The war in Ukraine continues with loss of life likely to soar as Russia attempts to pacify large cities. Our prayers and support go out to its citizens.

The war is also roiling the commodity and financial markets as energy and grains soar while equities slump. The potential for a US Russian oil embargo is sending WTI near $120 and natural gas in EU to a record high. Actually “record” doesn’t quite represent what’s happening and this is why we have charts (see below).

Source: WSJ

I sent a Tweet/LinkedIn post out earlier today covering an article from the Economist and stating I completely agreed with their insights. “And I think right now, we’re all underestimating the risk of Putin using nuclear weapons. Putin is all-in, willing to destroy cities, using whatever means necessary to subdue the country. Sanctions destroying Russian economy will take longer but will create heightened nuclear risk. China will be pushed to act or have a dependent Russia to clean up.”

Clearly, the markets are exhibiting a violent reaction to the news and to the potential outcome of a complete shutdown of Russian energy and Ukrainian grain. EU is the major loser when it comes to loss of Russian energy. Turkey, Egypt, Iran, Iraq and Lebanon stand to lose the most when it comes to grain shipments out of the Ukraine. There are no swing producers standing on the sidelines ready to act to ease the loss of production. The silence out of OPEC/Saudi Arabia should surprise no one especially the US State Department. President Biden may be traveling to SA shortly to discuss more oil production.

Yet, the longer the war takes the more time is afforded to have sanctions destroy the economy of Russia. This should mean more public protests and more internal political instability for Putin. We will now get a stronger understanding of just how strong a grip he has on the nation and his political allies. As conditions deteriorate within Russia, the internal political pressure will build to end the war or end Putin’s reign.

This reminds me of what happens in options when you get near a strike price on the day of expiration. Either the price goes to zero or it goes to 1 (full value). Every time the price moves above or below the strike price, you get wild swings in value.

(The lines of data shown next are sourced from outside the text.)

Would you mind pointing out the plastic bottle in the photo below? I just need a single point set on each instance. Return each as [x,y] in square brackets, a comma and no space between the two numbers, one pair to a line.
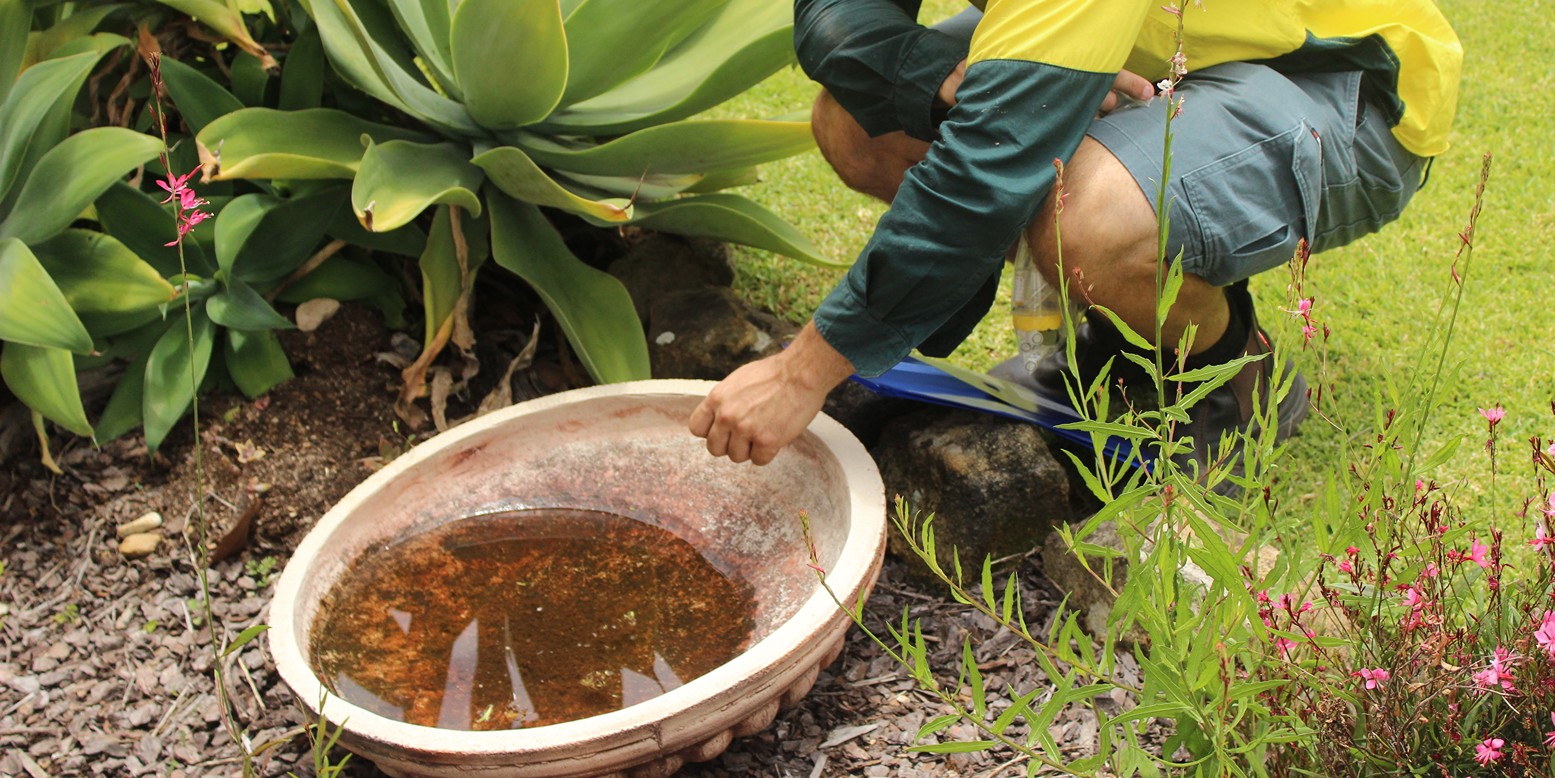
[1036,310]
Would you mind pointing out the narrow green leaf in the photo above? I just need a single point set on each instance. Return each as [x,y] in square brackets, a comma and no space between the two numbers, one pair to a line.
[339,279]
[31,307]
[747,42]
[607,44]
[244,637]
[28,109]
[400,179]
[526,36]
[238,307]
[199,98]
[314,143]
[100,274]
[174,372]
[681,147]
[302,73]
[594,310]
[45,380]
[70,176]
[731,218]
[512,171]
[125,405]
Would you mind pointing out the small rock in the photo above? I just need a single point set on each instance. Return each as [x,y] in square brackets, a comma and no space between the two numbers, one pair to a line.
[146,523]
[139,545]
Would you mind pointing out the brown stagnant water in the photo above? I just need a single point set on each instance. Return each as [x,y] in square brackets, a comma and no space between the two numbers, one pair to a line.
[526,618]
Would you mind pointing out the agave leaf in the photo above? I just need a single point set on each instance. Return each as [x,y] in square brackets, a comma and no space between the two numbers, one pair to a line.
[70,176]
[145,227]
[16,19]
[512,171]
[100,274]
[255,361]
[45,381]
[731,218]
[747,42]
[31,307]
[426,24]
[302,73]
[198,97]
[28,119]
[123,408]
[314,143]
[238,307]
[226,22]
[607,41]
[370,66]
[680,147]
[591,307]
[339,279]
[174,371]
[493,41]
[262,238]
[400,179]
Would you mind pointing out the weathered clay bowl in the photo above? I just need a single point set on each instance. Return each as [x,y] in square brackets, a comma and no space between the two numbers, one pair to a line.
[621,448]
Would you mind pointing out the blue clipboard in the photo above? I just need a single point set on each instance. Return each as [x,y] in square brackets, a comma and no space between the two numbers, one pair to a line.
[938,381]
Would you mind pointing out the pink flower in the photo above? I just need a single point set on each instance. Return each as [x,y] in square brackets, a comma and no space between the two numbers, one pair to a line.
[1373,676]
[1490,750]
[1546,634]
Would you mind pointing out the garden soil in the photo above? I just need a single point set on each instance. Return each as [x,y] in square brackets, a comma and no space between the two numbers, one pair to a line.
[106,662]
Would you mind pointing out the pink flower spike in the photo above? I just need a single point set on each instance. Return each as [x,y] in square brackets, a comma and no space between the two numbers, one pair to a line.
[1490,750]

This is what could happen with the war in Ukraine. For now, the markets are pricing in a lot of bad news and driving commodity prices to levels we’ve never seen. This is the 1 scenario.

Yet, the zero scenario has a probability attached to it. If Putin loses power, then the world would welcome back Russia into the economic mix and the EU would begin quickly stop preparing to block their natural gas imports. With luck, the Ukraine would be able to export their grain and maybe miss one harvest. Yes, this is an optimistic scenario.

But this scenario presents the case for extreme volatility as we would go from 1 (Russian/Ukrainian exports lost) to zero (Russian/Ukrainian exports restarted). This scenario is predicated upon Putin being removed from power. (Question: why the long desk?) Would any of these men turn on Putin? How likely is this? 10-15% today, but every day from now it will creep higher. The price movements would be EXTREME depending on how high commodity prices go up and how low equity prices go down.

As we watch the events unfold in real time, try to keep focused on potential outcomes outside of what the media and leaders are discussing today. It’s the only way to prepare for what can happen next.